Your estimate of 227 turns gives a significantly higher prediction
of L. The inductance is very sensitive to the outer diameter of the
coil, which you gave earlier as 13.75 inches.
> a more accurate average radius of 6.8125"
You probably mean average diameter? I take it then that the outer
diameter is actually 13.375", so then we have
units inches
secondary {
radius1 1/4/2 ; Core is a 1/4" brass bolt
radius2 13.375/2 ; Outer diameter of 13.375"
height 0 conductor 21 awg
turns 227 ; Estimated to match measured R
}
primary {
radius1 13.375/2 + 1/2 ;Inner of primary is 1/2" beyond sec outer
radius2 13.375/2 + 1/2 + 1/2*3.5 ; 3.5 turns at 1/2" pitch
height 1/4
conductor 1/4/2 ; 1/4" OD copper tubing
turns 3.5
}
SCNY.L| SCNY.R| PRMY.L| PRMY.R| SCNY-PRMY.M|SCNY-PRMY.K
6313.52 uH| 5.26| 9.76 uH| 0.00| 95.60 uH| 0.3852
which I think is quite reasonable. I reckon that makes for a
satisfactory first step in the characterisation of the bulk
properties of the coils.
You may wish to measure the mutual inductance as a cross-check. This
involves passing a 60Hz AC current through the primary, say around
10 amps, and measuring the voltage induced across one of the (open-
circuit) secondary strands. It should be around 36mV per amp of
primary current.
> My coil is mounted on a 4" PVC pole 24" off the ground.

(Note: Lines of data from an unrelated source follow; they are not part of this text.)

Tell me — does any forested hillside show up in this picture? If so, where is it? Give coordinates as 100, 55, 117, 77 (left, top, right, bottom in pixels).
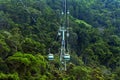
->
0, 0, 120, 80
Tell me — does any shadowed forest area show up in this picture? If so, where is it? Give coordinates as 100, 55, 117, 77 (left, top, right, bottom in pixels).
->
0, 0, 120, 80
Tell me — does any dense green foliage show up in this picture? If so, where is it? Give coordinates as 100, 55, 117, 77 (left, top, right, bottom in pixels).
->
0, 0, 120, 80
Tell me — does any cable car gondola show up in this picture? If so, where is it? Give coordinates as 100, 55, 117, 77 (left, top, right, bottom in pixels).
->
64, 54, 70, 61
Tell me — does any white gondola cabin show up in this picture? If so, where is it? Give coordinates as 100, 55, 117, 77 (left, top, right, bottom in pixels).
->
64, 54, 70, 61
48, 53, 54, 60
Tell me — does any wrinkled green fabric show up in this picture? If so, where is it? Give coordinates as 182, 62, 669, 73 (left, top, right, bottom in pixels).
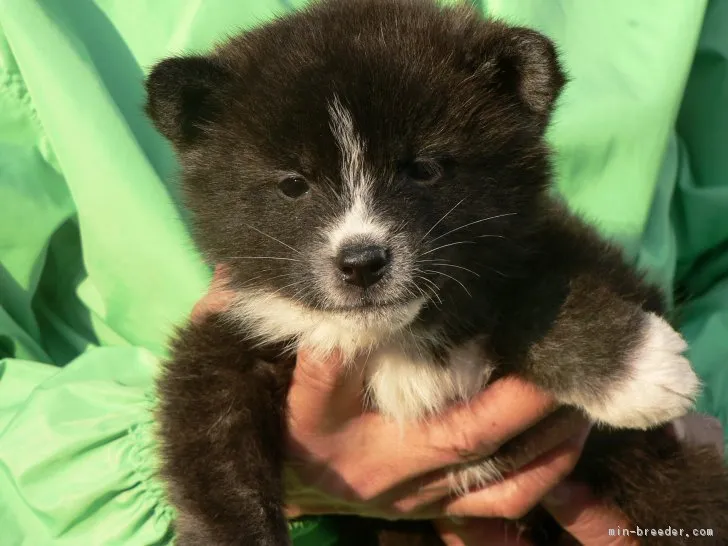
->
0, 0, 728, 546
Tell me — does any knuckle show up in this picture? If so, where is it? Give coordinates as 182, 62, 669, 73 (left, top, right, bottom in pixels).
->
449, 427, 495, 456
500, 497, 531, 520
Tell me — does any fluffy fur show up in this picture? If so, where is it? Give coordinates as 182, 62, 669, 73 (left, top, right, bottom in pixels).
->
147, 0, 728, 546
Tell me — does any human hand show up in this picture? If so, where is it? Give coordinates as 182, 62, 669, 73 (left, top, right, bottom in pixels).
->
193, 270, 588, 519
437, 413, 723, 546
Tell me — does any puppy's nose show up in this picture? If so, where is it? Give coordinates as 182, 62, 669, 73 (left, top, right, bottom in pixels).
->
336, 245, 390, 288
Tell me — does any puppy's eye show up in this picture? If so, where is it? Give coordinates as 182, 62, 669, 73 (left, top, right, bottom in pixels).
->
402, 159, 444, 185
278, 176, 309, 199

OK, that's far enough to avoid any gross amount of external
capacitance, which is good news because it suggests that the quite
low Fres could be occuring because of a high effective inductance,
which in turn could be a result of a copious amount of radial
coupling through the internal capacitance of the secondary.
> construction technique I used is 1/4" Plexiglas over 3/4" plywood
a fact which could well be contributing significantly to the radial
capacitance. You might be able to test this by laying an extra
sheet of plywood or plexi over the secondary and re-measuring Fres.
This additional dielectric should lower the Fres noticeably further.
> I'm using a 15KV 60mA NST.
Gosh, thats 15kV times sqrt( 6314/9.76) = circa 380kV. That's an
average of 380/227 = nearly 1.7kV per turn! I'm amazed that your
secondary will stand that. Considering that the actual voltage
gradient is almost certainly quite non-uniform, it could be over
2kV/turn in places. Certainly raises the eyebrow in a Spock-like
manner.
Can anyone claim a similar order of secondary volts/turn from their
coils?
I don't know what others think, but IMO if you put 15kV into
the thing, I'm sure the secondary would break down.
Moving on to the next step...Want to measure secondary input
impedance and Q factor?
Input impedance: Find the Fres as you did before, but this time
note down the voltage you get at the bottom of the dip (about 2V
you had I think) and also the voltage when well away from resonance,
(above 20?). From these numbers, and a measurement of the R that
you use, we can estimate the input impedance. Make sure you use a
sine wave from the generator, not square or something. Oh, we also
need to know the sig gen output impedance if possible.
Q-factor: Drive the secondary 'base' as above, but without the
resistor. Use the AC voltmeter and a short wire antenna to register
a wiff of the field from the coil. Don't get too close with it, but
enough to give a decent reading. Couple to E or B, doesn't matter
which. Tune to Fres and adjust to peak the reading. Note the
frequency, then tune both sides to where the reading is 71% of your
peak. Note these two frequencies. From these we can get the Q
factor.
>From the input impedance and Q factor, we can go on to calculate
the effective (energy) inductance Lee, which, when compared with
the DC inductance of 6.23mH, tells us a fair bit about the coil.
My guess is Lee will be 20% to 30% above Ldc, in other words, a bit
like a short h/d solenoid, only perhaps more so. If it does go
that way, it could make an exciting coil for a CW system.
--
Paul Nicholson
--